FRAMING POLITIK
Mengikuti dengan cermat “Program Paradox Papua” oleh Pastor Dr. Joshua Tewu dari episode pertama sampai episode ke tiga puluh sembilan, menggugah saya menulis sedikit terkait fenomena yang nampak dari berbagai pemikaran yang mucul pada setiap tema yang dipaparkan baik oleh para tokoh politik pengambil kebijakan negara, para tokoh sentral Papua entah mereka yang berseberangan dengan NKRI mapun yang pro-NKRI.
Framing Politik Penetapan Kelompok Separaatis Teroris Papua (KTSP), sebuah labelling bernada positif tetapi juga negasi bagi sebagian kelompok yang tidak menginginkan kehadiran TNI sebagai pelindung dan pengayom masyarakat terkait bagaimana menciptakan rasa aman dan nyaman bagi rakyat Indonesia dari Sabang sampai Merauke.

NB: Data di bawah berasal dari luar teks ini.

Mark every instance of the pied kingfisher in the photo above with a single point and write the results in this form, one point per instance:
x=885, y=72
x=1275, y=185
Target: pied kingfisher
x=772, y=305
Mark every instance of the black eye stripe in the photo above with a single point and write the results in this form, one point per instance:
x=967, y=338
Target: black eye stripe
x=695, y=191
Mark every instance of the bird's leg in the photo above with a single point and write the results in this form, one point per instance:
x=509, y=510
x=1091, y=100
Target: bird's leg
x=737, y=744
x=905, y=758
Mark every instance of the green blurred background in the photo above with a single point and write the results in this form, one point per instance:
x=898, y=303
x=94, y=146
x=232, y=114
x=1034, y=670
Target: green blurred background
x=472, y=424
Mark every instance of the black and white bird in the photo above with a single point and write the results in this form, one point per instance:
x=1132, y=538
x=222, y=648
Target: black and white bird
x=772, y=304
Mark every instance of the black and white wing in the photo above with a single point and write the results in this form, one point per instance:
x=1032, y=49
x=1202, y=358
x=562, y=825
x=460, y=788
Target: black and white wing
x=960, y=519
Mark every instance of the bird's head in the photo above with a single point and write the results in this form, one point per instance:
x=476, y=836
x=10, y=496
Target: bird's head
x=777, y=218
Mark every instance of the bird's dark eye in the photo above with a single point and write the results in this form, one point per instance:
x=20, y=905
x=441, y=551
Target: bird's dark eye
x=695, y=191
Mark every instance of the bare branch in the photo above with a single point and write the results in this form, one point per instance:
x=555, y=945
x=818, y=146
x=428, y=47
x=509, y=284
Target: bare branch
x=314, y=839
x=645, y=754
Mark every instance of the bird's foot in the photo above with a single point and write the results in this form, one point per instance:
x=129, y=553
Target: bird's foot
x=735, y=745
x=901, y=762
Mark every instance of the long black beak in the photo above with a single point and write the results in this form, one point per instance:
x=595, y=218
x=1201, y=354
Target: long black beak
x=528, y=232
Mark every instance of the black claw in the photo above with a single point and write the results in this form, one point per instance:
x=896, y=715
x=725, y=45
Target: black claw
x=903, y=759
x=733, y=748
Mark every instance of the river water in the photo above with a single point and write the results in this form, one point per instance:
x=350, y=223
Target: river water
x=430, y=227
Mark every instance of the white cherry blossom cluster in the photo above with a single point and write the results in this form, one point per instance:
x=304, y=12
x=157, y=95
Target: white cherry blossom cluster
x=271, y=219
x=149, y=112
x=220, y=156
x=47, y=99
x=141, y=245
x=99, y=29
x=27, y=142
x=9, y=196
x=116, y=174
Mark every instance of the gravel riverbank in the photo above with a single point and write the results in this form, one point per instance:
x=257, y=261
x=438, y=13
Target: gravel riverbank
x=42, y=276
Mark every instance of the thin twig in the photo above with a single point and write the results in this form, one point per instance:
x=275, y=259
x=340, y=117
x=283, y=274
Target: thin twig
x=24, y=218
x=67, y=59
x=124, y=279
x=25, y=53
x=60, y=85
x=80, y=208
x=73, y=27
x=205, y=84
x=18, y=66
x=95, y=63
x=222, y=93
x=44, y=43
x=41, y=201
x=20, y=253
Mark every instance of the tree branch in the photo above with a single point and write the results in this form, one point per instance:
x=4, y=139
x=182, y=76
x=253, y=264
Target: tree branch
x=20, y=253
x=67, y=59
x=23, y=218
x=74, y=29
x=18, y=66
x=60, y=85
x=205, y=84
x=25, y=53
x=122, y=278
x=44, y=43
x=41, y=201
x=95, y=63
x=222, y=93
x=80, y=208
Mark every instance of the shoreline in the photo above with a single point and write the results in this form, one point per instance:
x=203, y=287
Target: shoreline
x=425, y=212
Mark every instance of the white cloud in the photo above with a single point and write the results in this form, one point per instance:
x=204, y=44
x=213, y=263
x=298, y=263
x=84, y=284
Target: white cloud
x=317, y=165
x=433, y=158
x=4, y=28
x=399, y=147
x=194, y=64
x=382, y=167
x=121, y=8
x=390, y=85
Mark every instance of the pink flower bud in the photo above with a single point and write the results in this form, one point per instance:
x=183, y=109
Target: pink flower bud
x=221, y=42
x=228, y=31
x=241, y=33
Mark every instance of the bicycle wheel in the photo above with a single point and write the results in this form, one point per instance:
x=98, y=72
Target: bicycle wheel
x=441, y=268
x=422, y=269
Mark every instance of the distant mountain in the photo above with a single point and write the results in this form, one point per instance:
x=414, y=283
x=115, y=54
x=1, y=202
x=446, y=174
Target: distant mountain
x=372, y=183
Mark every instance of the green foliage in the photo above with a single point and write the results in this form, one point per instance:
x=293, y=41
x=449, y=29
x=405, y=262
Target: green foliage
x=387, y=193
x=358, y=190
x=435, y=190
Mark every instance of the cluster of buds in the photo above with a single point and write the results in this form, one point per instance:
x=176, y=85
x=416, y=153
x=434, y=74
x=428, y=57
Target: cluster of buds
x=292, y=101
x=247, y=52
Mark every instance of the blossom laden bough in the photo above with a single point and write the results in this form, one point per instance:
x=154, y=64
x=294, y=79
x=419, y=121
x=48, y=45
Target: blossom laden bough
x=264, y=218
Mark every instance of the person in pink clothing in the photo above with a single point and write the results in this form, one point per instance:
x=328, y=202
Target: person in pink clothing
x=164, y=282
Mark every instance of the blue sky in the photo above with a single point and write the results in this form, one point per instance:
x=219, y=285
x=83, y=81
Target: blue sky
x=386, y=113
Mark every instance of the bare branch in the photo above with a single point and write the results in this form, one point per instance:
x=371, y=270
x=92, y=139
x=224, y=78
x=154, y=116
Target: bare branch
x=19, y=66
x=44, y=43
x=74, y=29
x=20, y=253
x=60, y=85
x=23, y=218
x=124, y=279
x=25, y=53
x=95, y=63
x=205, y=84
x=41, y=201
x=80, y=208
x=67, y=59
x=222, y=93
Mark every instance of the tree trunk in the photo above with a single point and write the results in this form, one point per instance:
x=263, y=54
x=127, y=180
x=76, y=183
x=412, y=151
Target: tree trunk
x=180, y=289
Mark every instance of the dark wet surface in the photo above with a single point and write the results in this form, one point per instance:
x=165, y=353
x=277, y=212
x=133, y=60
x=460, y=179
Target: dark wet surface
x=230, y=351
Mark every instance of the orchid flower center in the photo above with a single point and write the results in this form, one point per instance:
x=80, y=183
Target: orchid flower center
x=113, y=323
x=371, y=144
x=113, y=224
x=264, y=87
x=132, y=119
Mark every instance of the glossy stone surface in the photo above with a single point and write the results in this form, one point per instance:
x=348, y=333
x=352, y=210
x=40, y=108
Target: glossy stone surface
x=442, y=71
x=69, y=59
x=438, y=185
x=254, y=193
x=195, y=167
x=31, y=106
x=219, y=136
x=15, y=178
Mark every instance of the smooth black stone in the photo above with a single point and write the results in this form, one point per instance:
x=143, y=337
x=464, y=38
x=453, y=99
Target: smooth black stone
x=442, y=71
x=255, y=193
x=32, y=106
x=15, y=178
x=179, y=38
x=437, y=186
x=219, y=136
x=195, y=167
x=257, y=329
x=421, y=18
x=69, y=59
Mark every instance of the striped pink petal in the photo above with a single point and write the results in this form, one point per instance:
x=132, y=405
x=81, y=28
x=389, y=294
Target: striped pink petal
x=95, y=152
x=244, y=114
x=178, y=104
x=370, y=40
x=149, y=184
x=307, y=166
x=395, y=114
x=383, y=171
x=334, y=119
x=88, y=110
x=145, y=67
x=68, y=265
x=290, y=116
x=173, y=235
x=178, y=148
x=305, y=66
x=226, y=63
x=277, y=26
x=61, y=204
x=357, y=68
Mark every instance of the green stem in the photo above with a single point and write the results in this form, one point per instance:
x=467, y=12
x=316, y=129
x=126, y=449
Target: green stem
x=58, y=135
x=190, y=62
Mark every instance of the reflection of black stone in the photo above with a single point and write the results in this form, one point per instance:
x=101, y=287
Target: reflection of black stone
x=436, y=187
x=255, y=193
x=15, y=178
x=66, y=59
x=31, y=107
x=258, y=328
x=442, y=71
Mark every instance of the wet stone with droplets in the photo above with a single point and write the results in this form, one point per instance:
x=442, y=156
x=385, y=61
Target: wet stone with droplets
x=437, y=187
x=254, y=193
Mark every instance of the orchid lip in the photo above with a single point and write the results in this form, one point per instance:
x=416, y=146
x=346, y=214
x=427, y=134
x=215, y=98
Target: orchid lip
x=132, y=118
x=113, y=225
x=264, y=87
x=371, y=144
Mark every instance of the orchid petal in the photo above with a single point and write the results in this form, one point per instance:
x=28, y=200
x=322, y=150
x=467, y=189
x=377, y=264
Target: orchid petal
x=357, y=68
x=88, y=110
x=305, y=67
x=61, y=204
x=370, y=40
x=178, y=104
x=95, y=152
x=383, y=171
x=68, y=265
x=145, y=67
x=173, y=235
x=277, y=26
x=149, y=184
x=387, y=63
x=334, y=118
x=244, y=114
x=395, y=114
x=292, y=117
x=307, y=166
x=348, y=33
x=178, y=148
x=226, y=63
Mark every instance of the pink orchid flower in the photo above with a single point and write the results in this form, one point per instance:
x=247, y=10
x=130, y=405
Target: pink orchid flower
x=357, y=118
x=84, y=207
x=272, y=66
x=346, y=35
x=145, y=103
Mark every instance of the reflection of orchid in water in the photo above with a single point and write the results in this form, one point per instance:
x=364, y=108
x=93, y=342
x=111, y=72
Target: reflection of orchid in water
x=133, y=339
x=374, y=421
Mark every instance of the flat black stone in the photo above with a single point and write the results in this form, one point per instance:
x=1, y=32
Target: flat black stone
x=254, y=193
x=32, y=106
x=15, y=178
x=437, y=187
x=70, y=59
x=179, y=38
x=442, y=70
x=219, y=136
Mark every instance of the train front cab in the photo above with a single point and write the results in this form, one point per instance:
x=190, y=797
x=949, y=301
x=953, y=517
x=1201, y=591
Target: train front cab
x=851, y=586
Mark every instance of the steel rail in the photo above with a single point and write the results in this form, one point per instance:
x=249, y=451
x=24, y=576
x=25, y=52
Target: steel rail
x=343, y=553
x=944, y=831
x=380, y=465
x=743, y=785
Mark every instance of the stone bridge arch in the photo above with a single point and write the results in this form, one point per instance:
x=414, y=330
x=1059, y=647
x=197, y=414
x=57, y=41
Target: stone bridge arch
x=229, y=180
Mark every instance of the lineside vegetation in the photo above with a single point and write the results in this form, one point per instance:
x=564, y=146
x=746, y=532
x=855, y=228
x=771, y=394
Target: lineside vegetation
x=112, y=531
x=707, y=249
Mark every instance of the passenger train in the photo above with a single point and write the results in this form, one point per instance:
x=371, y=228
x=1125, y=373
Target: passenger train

Tulisan ini merupakan bagian pertama dari tiga analisis terhadap fenomena interaksi yang dimunculkan pada “Program Paradox Papua” yang diharapkan menjadi sebuah gambaran faktual kondisi Papua sebelum reformasi 1998, sesudah reformasi, pemberlakuan UU No 21 Tahun 2021 dan kini memasuki pemberlakuan UU Nomor 2 Tahun 2021, sejauhmana pemberlakuan UU dimaksud berdampak pada “Rasa Memiliki” NKRI sebagai bagian dari seluruh masyarakat di Papua.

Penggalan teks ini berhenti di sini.